Terangkatnya bahasa Arab sebagai bahasa di mana Tuhan mewahyukan kitab suci al-Qur’an kepada manusia menjadikan bahasa itu terpelihara tanpa perubahan, tetap hidup dan tetap kekal sebagai bahasa Arab standar yang luhur. Oleh karena itu, arti istilah-istilah yang bertalian dengan Islam, tidak ada perubahan sosial, sehingga untuk segala zaman dan setiap generasi pengetahuan lengkap tentang Islam menjadi mungkin, karena pengetahuan tersebut termasuk norma-normanya merupakan suatu hal yang telah terbangun mapan, dan bukan termasuk sesuatu yang berkembang seperti halnya dengan manusia dan sejarah yang dikatakan berkembang.
Lebih lanjut menurut al-Attas, istilah-istilah Islam merupakan pemersatu bangsa-bangsa muslim, bukan hanya karena kesamaan agama semata, melainkan karena istilah-istilah itu tidak dapat diterjemahkan ke dalam bahasa apapun secara memuaskan. Ketika diterjemahkan ke dalam bahasa lain, maka istilah-istilah itu menjadi kehilangan makna ruhaniyah-nya. Karena itu, istilah Islam tidak dapat diterjemahkan dan dipahami dengan pengertian lain, meski istilah tersebut di pakai dan ditunjukkan pada nabi-nabi sebelum Muhammad saw. Adapun makna Q.S. al-Maidah ayat 3 yang menyebutkan “hari penyempurnaan agama Islam”, di pahami al-Attas sebagai pernyataan wahyu bahwa sejak saat itu Islam telah merupakan sebuah tatanan agama yang total dan tertutup sehingga tidak ada peluang untuk terjadinya perubahan.

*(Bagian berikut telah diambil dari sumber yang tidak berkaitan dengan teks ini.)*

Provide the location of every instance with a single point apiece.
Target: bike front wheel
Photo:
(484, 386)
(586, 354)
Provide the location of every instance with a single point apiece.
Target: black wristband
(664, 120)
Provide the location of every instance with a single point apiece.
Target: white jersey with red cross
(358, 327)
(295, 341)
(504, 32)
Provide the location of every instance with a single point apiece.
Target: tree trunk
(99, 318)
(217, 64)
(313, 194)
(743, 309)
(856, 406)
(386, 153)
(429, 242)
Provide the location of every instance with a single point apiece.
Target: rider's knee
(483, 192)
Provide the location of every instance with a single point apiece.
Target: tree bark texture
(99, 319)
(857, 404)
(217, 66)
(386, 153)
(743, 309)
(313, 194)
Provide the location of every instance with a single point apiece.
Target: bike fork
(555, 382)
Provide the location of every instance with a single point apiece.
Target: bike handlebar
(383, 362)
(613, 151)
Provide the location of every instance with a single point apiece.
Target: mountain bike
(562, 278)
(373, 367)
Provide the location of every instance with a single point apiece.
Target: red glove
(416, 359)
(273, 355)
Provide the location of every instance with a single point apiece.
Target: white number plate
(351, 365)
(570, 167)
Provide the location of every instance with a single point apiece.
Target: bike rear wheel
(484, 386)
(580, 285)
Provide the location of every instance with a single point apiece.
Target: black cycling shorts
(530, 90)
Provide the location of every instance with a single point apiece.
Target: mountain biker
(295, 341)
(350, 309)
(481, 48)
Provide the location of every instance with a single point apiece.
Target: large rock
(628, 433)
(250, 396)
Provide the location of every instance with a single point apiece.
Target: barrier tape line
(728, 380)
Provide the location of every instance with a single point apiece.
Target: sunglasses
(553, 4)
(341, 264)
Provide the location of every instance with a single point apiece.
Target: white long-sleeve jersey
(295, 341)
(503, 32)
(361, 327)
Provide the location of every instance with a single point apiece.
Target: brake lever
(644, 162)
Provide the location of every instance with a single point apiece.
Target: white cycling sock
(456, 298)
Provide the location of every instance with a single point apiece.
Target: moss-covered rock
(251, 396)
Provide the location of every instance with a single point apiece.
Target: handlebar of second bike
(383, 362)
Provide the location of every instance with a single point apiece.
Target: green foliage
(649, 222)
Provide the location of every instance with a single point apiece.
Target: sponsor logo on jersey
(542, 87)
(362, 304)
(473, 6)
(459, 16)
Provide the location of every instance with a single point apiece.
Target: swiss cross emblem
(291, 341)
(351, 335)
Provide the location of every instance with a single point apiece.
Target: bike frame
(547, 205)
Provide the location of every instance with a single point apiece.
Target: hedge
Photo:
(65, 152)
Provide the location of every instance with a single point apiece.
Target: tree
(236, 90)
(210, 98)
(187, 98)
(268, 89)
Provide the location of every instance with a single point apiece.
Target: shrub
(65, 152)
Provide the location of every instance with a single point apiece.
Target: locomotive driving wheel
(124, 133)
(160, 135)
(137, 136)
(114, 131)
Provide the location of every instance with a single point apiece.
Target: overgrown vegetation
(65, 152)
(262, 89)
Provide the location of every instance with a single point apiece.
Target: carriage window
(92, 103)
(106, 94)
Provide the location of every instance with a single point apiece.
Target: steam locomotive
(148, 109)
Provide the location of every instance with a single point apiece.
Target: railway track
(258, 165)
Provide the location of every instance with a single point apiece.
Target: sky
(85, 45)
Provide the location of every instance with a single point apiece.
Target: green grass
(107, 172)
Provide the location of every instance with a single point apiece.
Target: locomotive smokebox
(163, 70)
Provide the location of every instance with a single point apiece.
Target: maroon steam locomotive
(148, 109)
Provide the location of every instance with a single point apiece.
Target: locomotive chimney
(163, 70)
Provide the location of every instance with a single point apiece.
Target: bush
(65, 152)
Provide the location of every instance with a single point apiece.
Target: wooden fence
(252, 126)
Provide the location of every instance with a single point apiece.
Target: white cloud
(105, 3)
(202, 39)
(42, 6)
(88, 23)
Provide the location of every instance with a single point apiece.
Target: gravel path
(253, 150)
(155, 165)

Sedangkan dalam prosesnya, islamisasi yang dicanangkan oleh al-Attas mempunyai beberapa langkah yaitu:
1.      Mengisolisir unsur-unsur dan konsep-konsep kunci yang membentuk budaya dan peradaban Barat. Unsur-unsur tersebut terdiri dari:
a.       Akal diandalkan untuk membimbing kehidupan manusia.
b.      Bersikap dualistik terhadap realitas dan kebenaran.

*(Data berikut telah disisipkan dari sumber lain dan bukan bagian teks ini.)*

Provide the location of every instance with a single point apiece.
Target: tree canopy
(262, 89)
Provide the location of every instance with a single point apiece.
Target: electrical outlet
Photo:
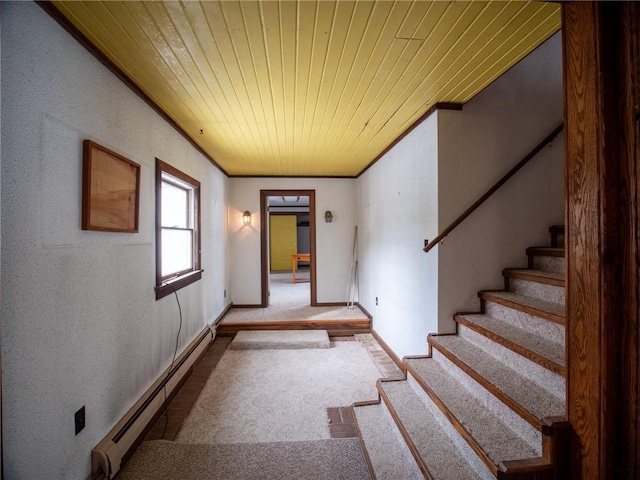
(80, 420)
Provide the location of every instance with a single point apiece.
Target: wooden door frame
(264, 240)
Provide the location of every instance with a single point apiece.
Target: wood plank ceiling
(308, 88)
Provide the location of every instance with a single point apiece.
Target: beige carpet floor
(291, 302)
(279, 395)
(319, 460)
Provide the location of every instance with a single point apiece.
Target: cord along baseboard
(107, 457)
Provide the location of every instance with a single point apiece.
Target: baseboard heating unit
(108, 456)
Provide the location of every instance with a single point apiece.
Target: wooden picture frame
(110, 190)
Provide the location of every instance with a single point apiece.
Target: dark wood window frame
(165, 286)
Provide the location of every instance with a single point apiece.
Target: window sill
(167, 288)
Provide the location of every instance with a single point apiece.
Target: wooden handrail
(493, 189)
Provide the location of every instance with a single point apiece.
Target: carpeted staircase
(488, 401)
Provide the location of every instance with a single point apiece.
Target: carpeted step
(280, 339)
(546, 286)
(553, 312)
(511, 386)
(548, 259)
(439, 448)
(389, 454)
(534, 347)
(497, 435)
(541, 376)
(319, 459)
(551, 331)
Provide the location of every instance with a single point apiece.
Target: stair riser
(551, 331)
(485, 398)
(461, 444)
(389, 454)
(547, 380)
(543, 291)
(548, 264)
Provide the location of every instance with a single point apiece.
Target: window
(177, 229)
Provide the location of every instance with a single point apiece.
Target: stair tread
(437, 450)
(530, 341)
(513, 384)
(497, 440)
(541, 274)
(389, 455)
(554, 309)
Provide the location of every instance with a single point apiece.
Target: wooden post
(601, 87)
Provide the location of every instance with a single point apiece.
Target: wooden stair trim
(365, 452)
(545, 251)
(556, 443)
(403, 431)
(527, 274)
(471, 441)
(519, 468)
(487, 295)
(517, 348)
(493, 389)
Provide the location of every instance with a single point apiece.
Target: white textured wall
(477, 146)
(334, 241)
(398, 210)
(433, 175)
(81, 325)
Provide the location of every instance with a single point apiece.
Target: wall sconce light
(328, 216)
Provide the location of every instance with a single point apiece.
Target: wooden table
(295, 258)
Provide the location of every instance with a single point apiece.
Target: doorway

c.       Menegaskan aspek eksistensi yang memproyeksikan pandangan hidup sekuler.
d.      Membela doktrin humanism.
e.       Menjadikan drama dan tragedi sebagai unsur-unsur yang dominan dalam fitrah dan eksistensi kemanusiaan.
Unsur-unsur tersebut harus dihilangkan dari setiap bidang ilmu pengetahuan modern saat ini, khususnya dalam ilmu pengetahuan humaniora. Bagaimanapun, ilmu-ilmu alam, fisika, dan aplikasi harus diislamkan juga. Selain itu, ilmu-ilmu modern harus diperiksa dengan teliti. Ini mencakup metode, konsep, praduga, simbol, dari ilmu modern, beserta aspek-aspek empiris dan rasional, dan yang berdampak kepada nilai dan etika, penafsiran historitas ilmu tersebut, bangunan teori ilmunya, praduganya berkaitan dengan dunia, rasionalitas proses-proses ilmiah, teori tersebut tentang alam semesta, klasifikasinya, batasannya, keterkaitannya dengan ilmu-ilmu lainnya serta hubungannya dengan sosial harus diperiksa dengan teliti.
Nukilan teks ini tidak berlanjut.